Bint Alshamsa has a great post about the need to decenter whiteness in feminism and I’d like to just think about it from the other side for a few minutes. I don’t really want to take issue with what Alshamsa’s saying, because her larger point is spot on, but I do want to say a little bit about this:
However, the problem is, when women of color do take the time to try and educate white women, the white women just aren’t willing to try and see outside of their whiteness.
It’s not a main point to what she’s saying, but it seems to me that it’s an assertion that requires a yes/but/and and that said yes/but/and doesn’t need to be directed at women of color, but at white women.
Because it’s exactly at this juncture where we pull that whole “I don’t see myself as having a race; I don’t see race” bullshit that we think is so magnanimous and non-racist, but which other people experiences as us saying “Our experience is the default. What happens to us is what happens to everyone!”
See, because we are both at the point where a lot of white women just aren’t willing to try and see outside of their whiteness
We aren’t even at the point where most white women are willing to acknowledge that they are white and that being white means something, not even in terms of privilege, but in terms of a loosely shared culture and experiences and world-view. And I’m not sure why that is, exactly.

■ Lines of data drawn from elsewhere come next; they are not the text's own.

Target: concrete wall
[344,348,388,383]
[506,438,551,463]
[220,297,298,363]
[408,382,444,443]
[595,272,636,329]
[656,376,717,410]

Well, I mean, I have my guesses. I think that, for the most part, we’re afraid that talking about what it means to be white borders too closely discussions of White Pride and overtly racist discussions about why white people rule and the rest of the world droolz. And most people would rather not be caught up in conversations more fitting for Klan rallies.
But the strategy we perpetuate instead–that we have no unique race and thus no unique experiences brought about because of our race–both makes us look like we’re either stupid or liars and also ends up being racist because we then act like our specifically white experience is the universal experience.
And, so what we end up with is a situation where non-white people can plainly see that the denial of difference based on our different experiences because of how we’re racially marked in a racist culture is a recognizably white way of getting by in America, while we white people, with the exception of admitted racists, continue to deny that we have any recognizably white ways of getting by in the world.
We white people need to get over this. We need to learn how to talk frankly about what it means to be white, how whiteness is constructed in our culture, how it’s perpetuated, how it’s recognized, how it’s wielded against others.
I could be wrong, but it seems to me that we have to first admit that we’re white–that ours isn’t the universal experience, but a specifically raced experience of the world–so that we can then see the ways in which we don’t get beyond our whiteness when interacting with the world.
I think the fear is that admitting that we’re white makes our whiteness into a huge issue, but really, admitting that we’re white is the first step in making it a much smaller issue.
I hope it’s apparent that I’m using “white” and “race” to mean malleable, social constructs which are incredibly powerful and not a collection of biological traits. First, using biology to talk about what it means to have a race ends up being kind of useless. And second, I don’t know of anyone who has any problem admitting that they have biological traits that (might seem to) mark them as “white.” I’m talking about getting people to recognize that they are operating under a set of concerns dictated, in part, by social constructs linked to perceived skin color.